I do not have a fibre chanel SAN to look out but for those of you that do what is an OK amount of scsi reservation conflicts messages to have in the logs. If there was a threshold for when this should be an issue what would that amount be?
According to what Texiwill and some posts I read, this is a very finicky protocol. You get a SCSI reservation any time a file is opened or closed. This includes, ISO images on VMFS and various other files (like logs, which is why I turn those off for each VM).
We still get them no matter how much qladepth I give, or tweak, or any type of testing on the SAN, nothing seems to change the fact that SCSI reservations persist. Interesting thing is the 'threshold' you seek happens on 1 VM. I setup an ESX server, and purposely tried to repeat the issues hoping to figure what could cause such a problem. I had all kinds of monitors on Fiber Switches, the cards, I saved logs, I did everything. I called VM Ware, QLogic and no one has a clue. So I gave up.
Another odd thing, QLogic spits out WAY more messages than Emulex. So this MUST be a driver issue, not ESX / SAN connectivity. Performance doesn't suffer unless the depth is too low, but when we got IBM 3950 with emulex (keep in mind SAN, VM's, Fiber, Switches nothing changed...) the SCSI reservation is almost gone completely.
Interesting. By comparison Dell 2950 (not picking on Dell, but it's the majority of machines we have) almost have 20 or 30 SCSI reservations an hour, which is the same machine I used to test just 1 VM, even with 1 VM, it still had a SCSI reservation.... during power on, off, and access (something that perplexed QLogic, because they claim that should not happen). But we have Dell R900 with Emulex, and SCSI reservation were cut in half but still numerous. Only the IBM machines show virtually no SCSI reservation, even using default qladepth at 16, and they have almost 4 times the VM's.

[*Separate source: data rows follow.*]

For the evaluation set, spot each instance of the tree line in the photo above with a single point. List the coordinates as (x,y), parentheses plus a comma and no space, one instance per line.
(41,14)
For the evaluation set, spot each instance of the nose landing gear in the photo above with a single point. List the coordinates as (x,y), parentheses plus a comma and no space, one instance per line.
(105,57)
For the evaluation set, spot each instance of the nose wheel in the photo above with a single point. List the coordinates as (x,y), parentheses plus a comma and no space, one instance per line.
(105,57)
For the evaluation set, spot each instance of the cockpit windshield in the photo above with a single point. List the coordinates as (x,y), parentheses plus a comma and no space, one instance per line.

So if any machine would show SCSI reservation, you would think the ESX server with the most VM's would have more SCSI reservations, but they don't. I conclude there is a bottleneck somewhere on the backplane, which explains why IBM have better Disk IO than the Dell counterparts on the SAME SAN / Fiber storage.

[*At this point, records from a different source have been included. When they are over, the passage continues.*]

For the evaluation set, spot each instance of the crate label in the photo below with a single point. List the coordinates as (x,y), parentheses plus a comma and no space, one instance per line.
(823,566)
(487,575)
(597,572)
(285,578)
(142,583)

So I think this is more of a combination of things, driver, ESX version and hardware baseline. The best combination thus far (In my opinion is IBM, not knocking Dell, I am a huge Dell fan) but numbers speak for themselves.
In the end, the R900 have no performance degradation on IO, again the difference is QLogic vs Emulex. bottom line I think is Emulex is a better hardware / driver combo than QLogic.